In the first few weeks feed the fish frugally and try to remove the excess fish food. It is more likely for fish to die because of overfeeding and toxic ammonia and nitrite levels than underfeeding.
Keep an eye on your maximum stocking level for your fish tank and add fish in stages to allow filter bacteria to grow to combat the waste that is being produced by the fish.
You may also fertilize the tank water with aquarium tonic salt (read the article about aquarium salt here) to help fish keep their internal salt balance, especially when the fish are stressed or sick.
Cleaning the biological filter media under the tap water is strictly forbidden. Chlorine and chloramine which are within tap water efficiently kill bacteria without segregation if they are good or bad.
Do not replace all filter media at once. If you replace every particle of your filter, you are going to remove all good bacteria.
What if I'm impatient?
The key to success in this matter is to be persistent, monitor conditions and do things around the aquarium wisely. All of those take time and nothing will happen in the snap of a finger.

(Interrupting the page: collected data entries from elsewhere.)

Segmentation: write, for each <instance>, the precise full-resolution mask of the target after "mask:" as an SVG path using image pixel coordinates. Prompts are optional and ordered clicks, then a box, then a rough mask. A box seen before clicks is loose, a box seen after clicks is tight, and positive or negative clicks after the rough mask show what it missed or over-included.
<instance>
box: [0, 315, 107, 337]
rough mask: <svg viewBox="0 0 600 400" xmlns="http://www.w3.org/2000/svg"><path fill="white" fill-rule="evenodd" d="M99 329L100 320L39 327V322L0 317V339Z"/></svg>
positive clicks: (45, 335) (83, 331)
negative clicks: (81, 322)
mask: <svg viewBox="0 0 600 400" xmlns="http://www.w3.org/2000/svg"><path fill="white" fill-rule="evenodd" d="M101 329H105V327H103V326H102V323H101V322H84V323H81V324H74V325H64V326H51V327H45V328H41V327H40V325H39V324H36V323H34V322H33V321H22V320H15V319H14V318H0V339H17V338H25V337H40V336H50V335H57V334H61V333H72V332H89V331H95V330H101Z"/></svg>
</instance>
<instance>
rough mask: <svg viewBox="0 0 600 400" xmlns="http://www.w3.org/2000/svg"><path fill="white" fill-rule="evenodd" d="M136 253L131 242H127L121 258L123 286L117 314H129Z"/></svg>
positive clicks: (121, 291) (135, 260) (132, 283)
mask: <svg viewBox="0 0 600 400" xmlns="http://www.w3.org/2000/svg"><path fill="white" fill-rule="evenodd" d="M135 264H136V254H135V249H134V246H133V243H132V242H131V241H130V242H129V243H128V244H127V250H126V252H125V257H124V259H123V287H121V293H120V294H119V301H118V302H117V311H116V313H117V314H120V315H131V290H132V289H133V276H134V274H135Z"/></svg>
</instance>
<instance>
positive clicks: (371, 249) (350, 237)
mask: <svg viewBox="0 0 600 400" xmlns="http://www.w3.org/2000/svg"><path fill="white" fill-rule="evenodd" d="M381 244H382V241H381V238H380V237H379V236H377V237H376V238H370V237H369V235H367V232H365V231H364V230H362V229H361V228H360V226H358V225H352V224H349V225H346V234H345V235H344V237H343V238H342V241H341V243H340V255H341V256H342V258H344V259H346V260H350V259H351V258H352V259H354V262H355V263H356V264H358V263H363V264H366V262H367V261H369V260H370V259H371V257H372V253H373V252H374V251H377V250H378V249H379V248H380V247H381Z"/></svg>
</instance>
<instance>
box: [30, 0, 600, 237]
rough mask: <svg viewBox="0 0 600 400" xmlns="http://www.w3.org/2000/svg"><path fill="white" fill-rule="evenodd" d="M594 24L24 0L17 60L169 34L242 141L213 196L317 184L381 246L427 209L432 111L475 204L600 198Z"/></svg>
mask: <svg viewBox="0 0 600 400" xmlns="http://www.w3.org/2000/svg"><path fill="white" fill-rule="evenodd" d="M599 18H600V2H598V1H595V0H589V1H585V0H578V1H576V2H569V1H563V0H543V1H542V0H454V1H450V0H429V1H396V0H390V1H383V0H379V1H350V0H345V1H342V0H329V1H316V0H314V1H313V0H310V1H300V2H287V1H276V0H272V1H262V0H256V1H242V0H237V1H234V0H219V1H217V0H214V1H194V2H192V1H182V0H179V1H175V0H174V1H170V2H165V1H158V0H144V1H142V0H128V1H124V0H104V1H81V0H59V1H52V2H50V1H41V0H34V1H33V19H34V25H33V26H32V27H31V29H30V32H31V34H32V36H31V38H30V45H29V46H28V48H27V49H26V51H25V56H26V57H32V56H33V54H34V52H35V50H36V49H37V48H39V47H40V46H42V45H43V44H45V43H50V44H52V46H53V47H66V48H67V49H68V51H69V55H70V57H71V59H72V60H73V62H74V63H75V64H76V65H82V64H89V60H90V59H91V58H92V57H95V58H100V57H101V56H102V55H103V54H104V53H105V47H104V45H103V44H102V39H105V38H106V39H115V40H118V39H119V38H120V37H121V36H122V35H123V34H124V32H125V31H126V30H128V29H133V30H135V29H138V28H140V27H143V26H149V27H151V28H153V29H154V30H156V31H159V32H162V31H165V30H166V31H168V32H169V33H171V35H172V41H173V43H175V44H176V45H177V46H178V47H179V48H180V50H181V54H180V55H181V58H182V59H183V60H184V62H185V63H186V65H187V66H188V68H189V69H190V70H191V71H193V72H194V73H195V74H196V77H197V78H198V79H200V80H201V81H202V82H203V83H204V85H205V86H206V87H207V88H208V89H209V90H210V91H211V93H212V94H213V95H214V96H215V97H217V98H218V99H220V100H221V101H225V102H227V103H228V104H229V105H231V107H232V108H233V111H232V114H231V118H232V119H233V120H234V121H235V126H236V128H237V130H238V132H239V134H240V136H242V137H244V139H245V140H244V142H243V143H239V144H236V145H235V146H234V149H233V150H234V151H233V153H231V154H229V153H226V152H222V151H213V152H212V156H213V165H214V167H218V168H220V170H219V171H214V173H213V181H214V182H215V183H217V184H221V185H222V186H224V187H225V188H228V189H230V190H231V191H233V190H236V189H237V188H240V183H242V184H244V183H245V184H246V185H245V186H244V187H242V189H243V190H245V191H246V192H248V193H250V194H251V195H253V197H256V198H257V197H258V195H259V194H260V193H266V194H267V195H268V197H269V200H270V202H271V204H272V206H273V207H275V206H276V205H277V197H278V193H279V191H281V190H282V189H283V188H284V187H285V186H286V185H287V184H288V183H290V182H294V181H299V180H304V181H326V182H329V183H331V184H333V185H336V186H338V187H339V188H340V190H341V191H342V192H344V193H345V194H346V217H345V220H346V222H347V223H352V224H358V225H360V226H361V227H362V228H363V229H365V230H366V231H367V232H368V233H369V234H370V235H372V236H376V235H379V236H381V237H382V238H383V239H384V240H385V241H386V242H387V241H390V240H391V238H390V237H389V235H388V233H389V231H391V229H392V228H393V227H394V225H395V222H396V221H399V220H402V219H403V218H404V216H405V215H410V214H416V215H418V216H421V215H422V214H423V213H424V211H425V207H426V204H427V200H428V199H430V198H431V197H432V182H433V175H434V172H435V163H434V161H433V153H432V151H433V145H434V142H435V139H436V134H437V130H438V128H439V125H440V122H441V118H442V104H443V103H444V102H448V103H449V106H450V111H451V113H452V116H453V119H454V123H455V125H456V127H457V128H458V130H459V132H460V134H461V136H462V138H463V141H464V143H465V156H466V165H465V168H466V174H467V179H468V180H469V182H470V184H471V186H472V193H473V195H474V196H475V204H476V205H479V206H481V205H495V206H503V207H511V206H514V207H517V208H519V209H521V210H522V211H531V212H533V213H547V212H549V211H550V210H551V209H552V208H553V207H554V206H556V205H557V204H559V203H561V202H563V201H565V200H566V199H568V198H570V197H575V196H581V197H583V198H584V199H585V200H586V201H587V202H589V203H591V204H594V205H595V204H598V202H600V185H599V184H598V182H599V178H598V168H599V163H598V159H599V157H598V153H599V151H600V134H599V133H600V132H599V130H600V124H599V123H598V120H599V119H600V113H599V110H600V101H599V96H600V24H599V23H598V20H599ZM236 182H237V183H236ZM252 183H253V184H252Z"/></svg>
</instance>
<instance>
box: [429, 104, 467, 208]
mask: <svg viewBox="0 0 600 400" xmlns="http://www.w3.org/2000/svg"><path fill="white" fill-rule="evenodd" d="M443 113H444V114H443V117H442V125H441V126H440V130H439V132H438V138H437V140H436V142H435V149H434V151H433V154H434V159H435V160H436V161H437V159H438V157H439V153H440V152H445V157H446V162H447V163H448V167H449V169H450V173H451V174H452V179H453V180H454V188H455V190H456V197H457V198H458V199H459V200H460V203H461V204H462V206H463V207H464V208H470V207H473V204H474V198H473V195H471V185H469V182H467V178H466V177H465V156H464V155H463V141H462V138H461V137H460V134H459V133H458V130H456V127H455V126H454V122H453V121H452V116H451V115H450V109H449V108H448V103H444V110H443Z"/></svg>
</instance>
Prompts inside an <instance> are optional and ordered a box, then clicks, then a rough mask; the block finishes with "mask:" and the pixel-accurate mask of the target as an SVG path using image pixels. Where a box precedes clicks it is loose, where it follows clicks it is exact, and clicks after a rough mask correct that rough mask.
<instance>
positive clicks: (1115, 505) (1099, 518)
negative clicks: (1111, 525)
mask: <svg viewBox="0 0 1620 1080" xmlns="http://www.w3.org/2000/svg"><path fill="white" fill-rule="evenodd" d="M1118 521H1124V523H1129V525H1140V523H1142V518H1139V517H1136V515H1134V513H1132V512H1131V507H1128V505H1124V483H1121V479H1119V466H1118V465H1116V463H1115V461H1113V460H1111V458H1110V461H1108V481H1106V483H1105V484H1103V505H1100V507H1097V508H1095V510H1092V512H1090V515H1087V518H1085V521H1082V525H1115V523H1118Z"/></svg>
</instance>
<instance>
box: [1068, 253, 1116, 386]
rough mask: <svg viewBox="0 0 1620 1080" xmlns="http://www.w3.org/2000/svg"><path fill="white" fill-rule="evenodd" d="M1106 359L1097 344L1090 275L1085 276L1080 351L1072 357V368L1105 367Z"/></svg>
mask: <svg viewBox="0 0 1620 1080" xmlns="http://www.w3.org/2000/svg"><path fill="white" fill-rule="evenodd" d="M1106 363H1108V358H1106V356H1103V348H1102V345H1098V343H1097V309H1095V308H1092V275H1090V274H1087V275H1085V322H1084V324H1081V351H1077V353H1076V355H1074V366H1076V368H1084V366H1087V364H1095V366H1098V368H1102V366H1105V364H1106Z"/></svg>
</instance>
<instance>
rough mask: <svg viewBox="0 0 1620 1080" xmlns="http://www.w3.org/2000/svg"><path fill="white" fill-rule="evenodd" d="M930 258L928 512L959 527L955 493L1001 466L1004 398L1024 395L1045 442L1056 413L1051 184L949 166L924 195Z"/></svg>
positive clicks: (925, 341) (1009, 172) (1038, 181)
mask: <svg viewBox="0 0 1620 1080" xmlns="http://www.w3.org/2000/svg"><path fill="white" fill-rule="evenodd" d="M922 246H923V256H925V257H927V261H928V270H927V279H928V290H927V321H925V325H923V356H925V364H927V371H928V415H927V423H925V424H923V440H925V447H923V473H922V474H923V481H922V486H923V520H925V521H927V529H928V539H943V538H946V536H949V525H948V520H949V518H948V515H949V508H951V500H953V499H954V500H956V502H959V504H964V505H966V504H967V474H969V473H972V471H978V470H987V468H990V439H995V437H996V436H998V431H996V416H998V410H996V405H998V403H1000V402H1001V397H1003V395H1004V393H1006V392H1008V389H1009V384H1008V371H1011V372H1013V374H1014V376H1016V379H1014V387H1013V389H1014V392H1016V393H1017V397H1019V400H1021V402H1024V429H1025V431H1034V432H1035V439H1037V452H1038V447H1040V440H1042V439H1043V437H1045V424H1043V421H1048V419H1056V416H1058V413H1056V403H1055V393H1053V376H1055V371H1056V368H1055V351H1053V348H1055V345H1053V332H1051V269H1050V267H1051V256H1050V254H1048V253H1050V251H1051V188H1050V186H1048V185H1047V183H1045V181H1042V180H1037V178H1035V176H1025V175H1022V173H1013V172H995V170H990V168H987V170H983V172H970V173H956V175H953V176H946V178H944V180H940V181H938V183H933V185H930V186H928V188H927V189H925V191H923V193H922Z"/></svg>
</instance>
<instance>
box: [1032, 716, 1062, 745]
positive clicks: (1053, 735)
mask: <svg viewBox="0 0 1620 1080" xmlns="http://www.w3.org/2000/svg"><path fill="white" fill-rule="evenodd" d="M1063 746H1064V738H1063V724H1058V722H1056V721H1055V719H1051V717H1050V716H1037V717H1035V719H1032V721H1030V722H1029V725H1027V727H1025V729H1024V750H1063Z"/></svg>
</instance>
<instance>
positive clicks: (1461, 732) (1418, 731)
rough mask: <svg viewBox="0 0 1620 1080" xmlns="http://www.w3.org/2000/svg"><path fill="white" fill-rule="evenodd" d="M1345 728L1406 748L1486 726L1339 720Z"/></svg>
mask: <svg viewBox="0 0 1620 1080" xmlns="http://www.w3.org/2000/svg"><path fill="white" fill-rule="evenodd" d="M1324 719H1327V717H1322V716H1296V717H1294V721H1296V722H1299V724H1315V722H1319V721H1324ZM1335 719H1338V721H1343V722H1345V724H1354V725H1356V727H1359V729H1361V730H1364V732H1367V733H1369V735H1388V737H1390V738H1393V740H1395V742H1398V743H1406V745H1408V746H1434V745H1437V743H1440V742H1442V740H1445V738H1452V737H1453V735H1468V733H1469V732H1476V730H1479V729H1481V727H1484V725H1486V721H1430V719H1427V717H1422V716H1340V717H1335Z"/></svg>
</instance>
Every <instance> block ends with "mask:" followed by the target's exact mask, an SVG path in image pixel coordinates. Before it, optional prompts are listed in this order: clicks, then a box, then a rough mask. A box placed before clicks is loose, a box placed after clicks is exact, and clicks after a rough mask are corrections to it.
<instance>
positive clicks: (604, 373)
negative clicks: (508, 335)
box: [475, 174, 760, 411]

However we may 'speed up' this process a little bit. Unfortunately, the access to already established tank is required. The main concept involves removing some of the beneficial bacteria to the new fish tank.
If you are a beginner, it's not available but some pet shops will provide customers with a cup of gravel from their tanks, just ask them. It's not the safest option due to a fact that tanks in stores are more likely to have unwanted bacteria or parasites and we don't want those in our aquarium. Nevertheless, if you buy fish from one store, the danger is relatively small because they had been exposed to those pathogens before.
New tank syndrome solver
The very untrue statement is that fish before being added to a new aquarium need weeks or months to adjust. Endless cycle, that nitrifying bacteria take part in, needs fish within the process. Of course, after pouring the tap water you should wait at least twelve hours for all the chemicals to evaporate but opinions of a multi-year fishless cycling are exaggerated.
Peaking concentrations of harmful chemical compounds can negatively affect fish, plants and other animals in the tank but having done a research you know how to keep everything stable. Once water parameters and water temperature in the tank seem normal, you can let the fish inside and you can avoid the new tank syndrome. Make sure by using test kits that toxin levels do not change over time.